19 Nov 2009
Same Song, Different Verse
by James Lawson
So, remember a couple of weeks ago when I wrote about it being a tough week for HIPAA violators because of the two cases that had gone to trial that week? Well apparently the fun is not over for health care systems concerned about privacy breaches. It appears that the U.S. Department of Health and Human Services has now increased the level of fines available for HIPAA violations up to $1.5 million dollars based on a new interim final rule. Healthcare IT News wrote about it last week, you can read the article here.
This is significant in that it changes the prior limits of breach from $100 for each violation or $25k for all identical violations all the way up to a new maximum penalty of $1.5 million. I have to say, this is now a significant penalty and could adversely effect a hospital’s bottom line. In fact, if you were to have a hospital that did not do a really good job of securing patient data, it could face many of these type of fines and possibly put that hospital out of business. This is a real game changer in my opinion. If you are a CIO, CEO, or privacy officer you likely now are going to have an additional ulcer from this one as now you may have to worry about bankrupting your hospital if you are not diligent in your duties of protecting patient data.

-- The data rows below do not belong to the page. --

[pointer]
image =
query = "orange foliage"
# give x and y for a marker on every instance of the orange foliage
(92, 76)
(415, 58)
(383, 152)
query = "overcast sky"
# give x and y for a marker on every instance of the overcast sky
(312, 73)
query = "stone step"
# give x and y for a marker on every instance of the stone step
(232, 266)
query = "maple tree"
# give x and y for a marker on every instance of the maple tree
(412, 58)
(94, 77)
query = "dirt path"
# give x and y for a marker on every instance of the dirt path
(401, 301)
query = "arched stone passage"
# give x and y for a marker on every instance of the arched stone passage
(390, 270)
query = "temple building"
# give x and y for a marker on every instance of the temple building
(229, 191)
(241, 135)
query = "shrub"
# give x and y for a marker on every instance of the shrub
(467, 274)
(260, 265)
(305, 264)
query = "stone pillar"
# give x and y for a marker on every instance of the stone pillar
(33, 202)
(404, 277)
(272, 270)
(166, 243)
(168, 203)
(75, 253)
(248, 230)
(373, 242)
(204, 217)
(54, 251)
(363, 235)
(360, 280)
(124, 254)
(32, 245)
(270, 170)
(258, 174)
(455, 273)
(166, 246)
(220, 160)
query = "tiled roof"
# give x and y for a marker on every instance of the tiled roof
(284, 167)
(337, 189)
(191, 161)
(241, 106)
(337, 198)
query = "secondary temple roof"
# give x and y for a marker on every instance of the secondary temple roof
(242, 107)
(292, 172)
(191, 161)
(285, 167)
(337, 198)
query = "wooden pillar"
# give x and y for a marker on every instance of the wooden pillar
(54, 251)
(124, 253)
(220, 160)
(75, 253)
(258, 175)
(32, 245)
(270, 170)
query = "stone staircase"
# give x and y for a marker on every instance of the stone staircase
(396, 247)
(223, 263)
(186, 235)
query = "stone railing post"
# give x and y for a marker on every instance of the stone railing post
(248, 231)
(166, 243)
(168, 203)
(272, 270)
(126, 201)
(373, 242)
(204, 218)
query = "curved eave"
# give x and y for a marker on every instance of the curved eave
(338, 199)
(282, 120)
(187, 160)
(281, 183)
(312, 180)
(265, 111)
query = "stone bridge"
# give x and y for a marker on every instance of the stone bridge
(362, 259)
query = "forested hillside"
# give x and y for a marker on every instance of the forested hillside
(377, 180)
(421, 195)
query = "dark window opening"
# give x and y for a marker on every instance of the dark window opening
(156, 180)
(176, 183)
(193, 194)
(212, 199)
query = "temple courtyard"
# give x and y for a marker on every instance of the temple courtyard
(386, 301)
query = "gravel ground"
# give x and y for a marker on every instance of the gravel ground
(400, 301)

Interestingly enough I think it also bears mentioning that the same body that is levying the fines for this is also funded by those same fines, so I believe that there is a good chance we will some of these fines soon and likely a concerted effort by that body to fine many violators.
While we have this new update to the interim final rule, what we don’t have is a facility that has seen this penalty yet. When that happens it could be an event that shakes up the healthcare community to verify that they are protecting patient data or else suffer even more serious consequences.